Setelah selesai membersihkan tubuhnya, Sehun berjalan keluar kamar mandi sambil mengeringkan rambutnya dengan handuk. Ia melangkah menuju dapur. Tapi belum sempat ia sampai dapur, Eun Ji tiba-tiba muncul. Wanita itu sedikit terkejut ketika berpapasan dengannya.

"Sudah selesai? Ayo sarapan," ujar Eun Ji seraya berbalik untuk kembali ke dapur. Sebelum Eun Ji melangkah, Sehun segera menahan tangannya.

Eun Ji kembali berbalik dan menatap Sehun bingung.

"Ada apa?" tanyanya. Ia memperhatikan wajah datar Sehun dengan rambut yang masih basah.

"Apa kau membuangnya?"

"Membuang apa?"

"Kau membuang semua barang-barang itu? Kau membuang fotoㅡ"

"Tidak. Aku tidak membuangnya," Eun Ji memotong ucapan Sehun sambil sedikit menundukkan kepalanya. Nada suaranya terdengar pelan dan datar.

Selama beberapa saat keduanya terdiam. Lalu Eun Ji melangkah ke kamar, Sehun mengikutinya.

Sehun memerhatikan Eun Ji yang terduduk di lantai dekat tempat tidurnya. Kemudian wanita itu mengeluarkan sebuah kardus dari bawah tempat tidurnya. Sehun mengerutkan keningnya bingung, lalu duduk di samping Eun Ji.

"Tak mungkin aku membuangnya." ucap Eun Ji sambil membuka kardus itu.

"Aku menyimpan barang-barang itu di sini, dan di lemari,"

Sehun menatap Eun Ji, lalu beralih pada isi kardus itu. Sehun mengambil salah satu foto yang dibingkai rapih. Ia memerhatikan foto itu beberapa saat, kemudian, "kenapa? Kenapa kau tak memajangnya seperti dulu? Kenapa disimpan?"

Eun Ji diam. Ia menoleh pada Sehun sekilas, lalu kembali menunduk.

"Maafkan aku. Aku menyimpannya agar aku bisa melupakanmu saat itu."

Sehun tertegun mendengar suara Eun Ji yang mulai bergetar.

"Maafkan aku. Sungguh, aku melakukannya karena terpaksa."

"Kenapa? Apa yang membuatmu terpaksa?"

"Kau pergi begitu saja. Seolah-olah menghilang dari dunia ini. Aku tak pernah tahu kabarmu, bahkan aku tak tahu kau berada di mana. Aku mencari dan menunggumu, tapi kau tak pernah kembali," ujar Eun Ji sambil menatap Sehun dengan air mata yang mulai mengalir di pipinya. Ia diam sejenak untuk mengusap air matanya.

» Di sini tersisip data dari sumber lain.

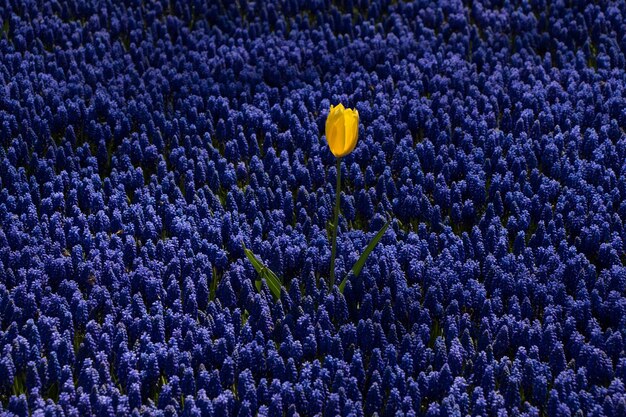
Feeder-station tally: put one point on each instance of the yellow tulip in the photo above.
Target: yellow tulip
(342, 130)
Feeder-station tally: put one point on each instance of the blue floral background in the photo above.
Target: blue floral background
(144, 142)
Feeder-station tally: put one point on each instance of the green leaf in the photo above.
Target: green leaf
(265, 273)
(356, 268)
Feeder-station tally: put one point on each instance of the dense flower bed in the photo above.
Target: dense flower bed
(144, 141)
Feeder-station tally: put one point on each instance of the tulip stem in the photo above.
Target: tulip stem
(335, 225)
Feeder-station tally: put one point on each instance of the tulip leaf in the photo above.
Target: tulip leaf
(273, 282)
(356, 268)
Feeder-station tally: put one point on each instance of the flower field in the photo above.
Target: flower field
(146, 143)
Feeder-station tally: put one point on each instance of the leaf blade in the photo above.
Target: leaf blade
(272, 281)
(360, 263)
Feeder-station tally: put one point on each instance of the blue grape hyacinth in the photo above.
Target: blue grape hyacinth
(145, 144)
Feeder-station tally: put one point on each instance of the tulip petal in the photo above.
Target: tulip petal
(335, 132)
(351, 131)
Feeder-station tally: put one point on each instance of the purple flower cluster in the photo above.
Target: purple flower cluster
(144, 142)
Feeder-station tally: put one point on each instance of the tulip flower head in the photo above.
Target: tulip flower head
(342, 130)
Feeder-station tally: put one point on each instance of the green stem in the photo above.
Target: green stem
(335, 225)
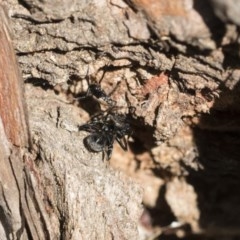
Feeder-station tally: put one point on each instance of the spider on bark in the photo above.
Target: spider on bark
(106, 126)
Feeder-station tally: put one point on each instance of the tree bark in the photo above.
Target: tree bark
(172, 68)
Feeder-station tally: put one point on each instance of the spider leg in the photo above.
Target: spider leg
(108, 152)
(122, 142)
(109, 147)
(89, 127)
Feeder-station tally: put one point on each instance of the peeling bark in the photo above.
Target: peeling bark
(175, 63)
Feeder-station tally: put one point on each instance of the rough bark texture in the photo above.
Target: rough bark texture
(176, 63)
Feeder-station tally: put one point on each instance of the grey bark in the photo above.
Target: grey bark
(176, 64)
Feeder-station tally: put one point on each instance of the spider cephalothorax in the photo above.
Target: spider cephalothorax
(105, 128)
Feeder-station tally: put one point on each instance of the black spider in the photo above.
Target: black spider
(105, 128)
(96, 91)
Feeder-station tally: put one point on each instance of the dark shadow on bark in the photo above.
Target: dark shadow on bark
(217, 185)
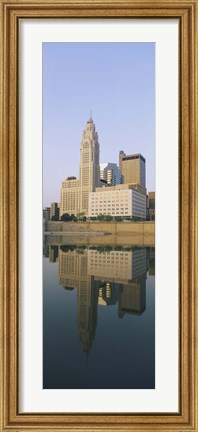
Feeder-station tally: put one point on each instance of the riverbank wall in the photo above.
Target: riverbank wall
(101, 233)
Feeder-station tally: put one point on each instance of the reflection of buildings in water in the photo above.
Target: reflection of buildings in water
(119, 266)
(45, 250)
(104, 279)
(53, 253)
(151, 261)
(73, 274)
(126, 267)
(132, 299)
(109, 293)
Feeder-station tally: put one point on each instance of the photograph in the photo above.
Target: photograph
(98, 213)
(98, 110)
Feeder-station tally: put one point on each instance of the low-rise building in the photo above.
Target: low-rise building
(121, 200)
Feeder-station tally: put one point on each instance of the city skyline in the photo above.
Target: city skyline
(60, 159)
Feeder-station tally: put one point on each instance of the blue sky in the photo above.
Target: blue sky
(114, 80)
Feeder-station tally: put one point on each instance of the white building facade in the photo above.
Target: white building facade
(124, 202)
(75, 192)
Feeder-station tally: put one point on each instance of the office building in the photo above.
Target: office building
(120, 200)
(133, 168)
(110, 173)
(54, 211)
(46, 214)
(75, 192)
(150, 202)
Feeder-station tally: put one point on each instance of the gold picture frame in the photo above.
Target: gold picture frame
(12, 12)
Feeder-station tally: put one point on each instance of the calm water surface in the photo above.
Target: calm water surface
(99, 317)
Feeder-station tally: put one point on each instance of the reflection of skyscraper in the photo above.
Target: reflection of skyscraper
(126, 267)
(73, 274)
(108, 293)
(151, 261)
(117, 266)
(53, 253)
(103, 278)
(133, 297)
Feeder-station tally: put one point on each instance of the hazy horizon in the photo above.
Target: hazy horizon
(116, 81)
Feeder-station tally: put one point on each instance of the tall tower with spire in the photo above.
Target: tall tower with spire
(75, 192)
(89, 164)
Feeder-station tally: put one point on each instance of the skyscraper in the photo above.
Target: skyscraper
(75, 192)
(110, 173)
(89, 164)
(133, 168)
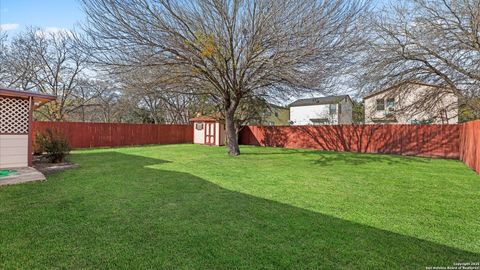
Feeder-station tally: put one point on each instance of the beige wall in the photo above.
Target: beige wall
(414, 102)
(199, 135)
(346, 116)
(13, 151)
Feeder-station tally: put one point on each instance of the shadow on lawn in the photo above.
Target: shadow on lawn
(146, 217)
(327, 158)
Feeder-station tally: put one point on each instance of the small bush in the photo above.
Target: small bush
(54, 143)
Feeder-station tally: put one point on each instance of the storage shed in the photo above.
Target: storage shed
(208, 130)
(16, 108)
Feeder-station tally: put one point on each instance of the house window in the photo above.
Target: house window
(380, 104)
(391, 104)
(332, 109)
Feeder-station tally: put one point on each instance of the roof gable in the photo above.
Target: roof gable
(318, 101)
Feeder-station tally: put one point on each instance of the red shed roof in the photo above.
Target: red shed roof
(203, 118)
(207, 118)
(38, 99)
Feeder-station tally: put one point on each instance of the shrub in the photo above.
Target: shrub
(54, 143)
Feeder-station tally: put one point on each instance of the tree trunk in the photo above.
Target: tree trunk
(232, 139)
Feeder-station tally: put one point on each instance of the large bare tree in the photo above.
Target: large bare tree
(435, 42)
(47, 63)
(228, 49)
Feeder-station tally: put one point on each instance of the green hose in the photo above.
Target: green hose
(5, 173)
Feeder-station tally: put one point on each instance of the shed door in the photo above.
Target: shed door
(210, 133)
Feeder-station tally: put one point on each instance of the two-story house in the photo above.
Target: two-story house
(331, 110)
(412, 103)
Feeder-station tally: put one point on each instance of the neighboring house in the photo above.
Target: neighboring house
(412, 103)
(275, 116)
(331, 110)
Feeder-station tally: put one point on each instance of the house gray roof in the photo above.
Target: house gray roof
(318, 101)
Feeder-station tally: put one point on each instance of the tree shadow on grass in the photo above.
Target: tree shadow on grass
(124, 211)
(327, 158)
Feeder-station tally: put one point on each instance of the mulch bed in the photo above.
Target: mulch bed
(42, 164)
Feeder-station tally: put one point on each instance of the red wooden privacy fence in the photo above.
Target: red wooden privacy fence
(85, 135)
(415, 140)
(449, 141)
(470, 144)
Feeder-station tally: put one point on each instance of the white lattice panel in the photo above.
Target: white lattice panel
(14, 115)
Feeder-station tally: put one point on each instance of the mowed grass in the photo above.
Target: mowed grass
(193, 207)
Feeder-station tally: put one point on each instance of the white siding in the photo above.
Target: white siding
(347, 110)
(13, 151)
(302, 115)
(410, 106)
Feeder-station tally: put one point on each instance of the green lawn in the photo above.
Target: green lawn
(193, 207)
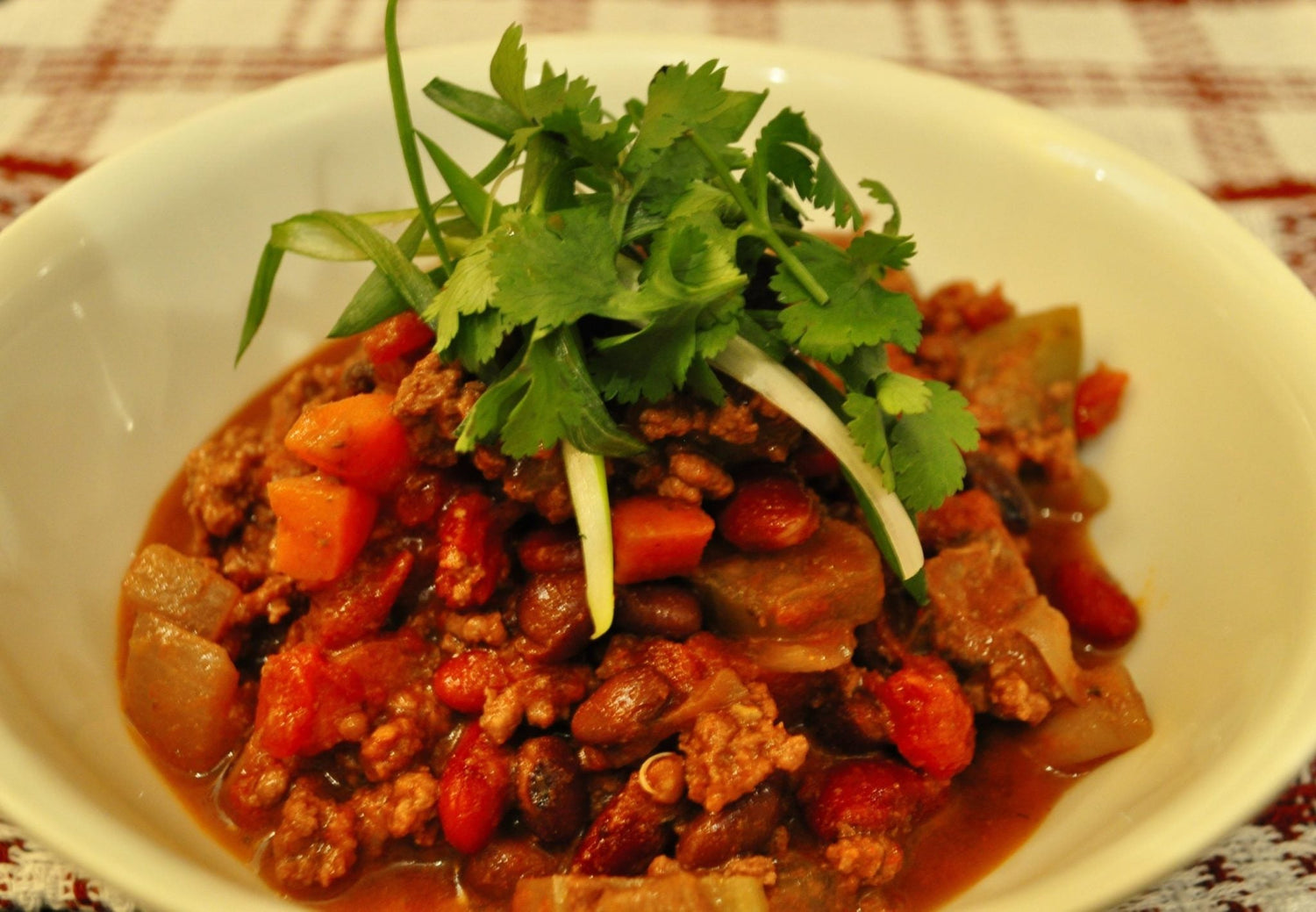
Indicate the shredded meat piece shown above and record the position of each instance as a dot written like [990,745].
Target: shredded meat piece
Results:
[431,402]
[391,748]
[976,591]
[255,782]
[316,840]
[684,474]
[403,807]
[268,600]
[476,629]
[731,750]
[223,480]
[540,698]
[870,858]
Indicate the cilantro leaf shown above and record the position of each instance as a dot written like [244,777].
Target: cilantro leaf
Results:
[900,394]
[681,102]
[926,449]
[858,312]
[554,269]
[869,431]
[781,152]
[507,70]
[547,397]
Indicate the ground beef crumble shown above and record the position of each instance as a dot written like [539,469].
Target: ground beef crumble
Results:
[729,751]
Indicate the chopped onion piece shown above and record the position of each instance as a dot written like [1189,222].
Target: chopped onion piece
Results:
[589,485]
[790,394]
[1044,627]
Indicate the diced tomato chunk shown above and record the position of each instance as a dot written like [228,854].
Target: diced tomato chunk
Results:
[303,701]
[654,537]
[866,794]
[1095,606]
[1097,400]
[932,722]
[474,790]
[320,525]
[471,557]
[357,603]
[355,439]
[383,664]
[463,682]
[395,337]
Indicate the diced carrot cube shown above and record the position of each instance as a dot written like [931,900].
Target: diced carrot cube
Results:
[402,334]
[320,525]
[355,439]
[654,537]
[1097,400]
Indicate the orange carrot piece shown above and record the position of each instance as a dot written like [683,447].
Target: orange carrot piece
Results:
[1097,400]
[320,525]
[355,439]
[654,537]
[402,334]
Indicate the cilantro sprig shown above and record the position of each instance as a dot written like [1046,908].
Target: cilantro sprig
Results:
[647,255]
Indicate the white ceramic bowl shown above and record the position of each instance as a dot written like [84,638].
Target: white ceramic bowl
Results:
[120,300]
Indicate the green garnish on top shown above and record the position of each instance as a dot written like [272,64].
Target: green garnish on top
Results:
[637,249]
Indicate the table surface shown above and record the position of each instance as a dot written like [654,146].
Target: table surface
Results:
[1219,92]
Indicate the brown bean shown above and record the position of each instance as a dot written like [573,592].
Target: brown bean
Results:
[621,707]
[628,833]
[740,828]
[550,788]
[495,870]
[554,616]
[770,512]
[550,549]
[660,609]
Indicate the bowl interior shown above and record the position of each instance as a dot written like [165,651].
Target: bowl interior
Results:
[120,302]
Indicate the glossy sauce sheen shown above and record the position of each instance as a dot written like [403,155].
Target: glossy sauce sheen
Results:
[989,811]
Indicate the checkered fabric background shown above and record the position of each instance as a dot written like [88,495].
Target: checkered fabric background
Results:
[1219,92]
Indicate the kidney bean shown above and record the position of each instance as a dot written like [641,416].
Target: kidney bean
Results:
[770,512]
[621,707]
[660,609]
[631,830]
[663,777]
[463,682]
[932,722]
[495,870]
[870,794]
[474,791]
[550,549]
[554,616]
[1095,606]
[742,827]
[550,788]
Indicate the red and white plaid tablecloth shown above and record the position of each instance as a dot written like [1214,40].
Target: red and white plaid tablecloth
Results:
[1219,92]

"Saat itu aku tak tahu harus bagaimana. Aku terus memikirkanmu. Hampir semua aktivitas penting yang aku lakukan, aku selalu ingat padamu dan ingin kau kembali. Sampai akhirnya aku jatuh sakit." lanjut Eun Ji, berusaha menahan isaknya.

Sehun memegang bahu Eun Ji, merasa tak kuat melihat wanita di hadapannya ini menangis.

"Sakit yang ku alami semakin parah ketika aku bermimpi tentangmu. Aku ingin kau kembali. Sampai akhirnya Hyo Yeon sangat marah dan berusaha membuatku lupa padamu. Dia menyuruhku membuang atau menyingkirkan semua barang-barang atau apapun hal-hal yang berhubungan denganmu." cerita Eun Ji.

"Aku tak bisa begitu saja melakukan itu. Akhirnya aku menyingkirkan semua barang dan hal-hal yang berhubungan denganmu. Tak ada satu pun barang yang ku buang, aku menyimpannya. Sejak saat itu, hari terasa berlalu begitu cepat, sampai akhirnya aku bisa menjalani hidupku tanpa ada bayangan tentang dirimu, walau terkadang rasanya sedikit sesak jika tiba-tiba teringat padamu."

"Aku berusaha untuk melupakanmu. Dengar, melakukan itu bukanlah hal yang mudah."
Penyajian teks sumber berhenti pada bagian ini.